Process 7: Concluding a project
Regardless of whether a project was cut off or completed as planned the process “closing a project” will always be the final stage. It gets carried out by the project manager and ends with the final handing over of the project products. The project is evaluated at the end, the final documentation of the experiences is handed over to the line organization as are the open points. Finally a recommendation is handed to the steering committee to close the project.
After the project has ended, known as CP for short, the process “steering a project” is carried out one last time. A benefits review plan is created and the conclusion of the project is officially announced.
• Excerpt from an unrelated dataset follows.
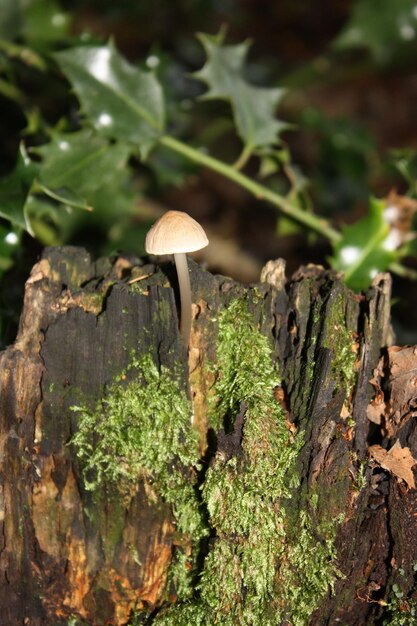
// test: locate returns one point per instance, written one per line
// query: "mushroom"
(177, 233)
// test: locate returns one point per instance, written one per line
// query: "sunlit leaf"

The steering committee is then disbanded.
There is a difference between the 7 processes and the real project stages. A project stage consists of several processes. While the processes “preparing a project” happens before a project, the process “directing a project” refers to the entire duration of the project.
A PRINCE2 project consists of at least 2 stages: the initiating stage and at least one management stage. The initiating stage consists of the processes: “initiating a project” and “managing a stage boundary”. A management stage consists of 3 processes: “directing a stage”, “managing a product delivery” and “managing a stage boundary”. A typical management stage in a project could, for example, include a conception stage and the development of a prototype or an implementation stage.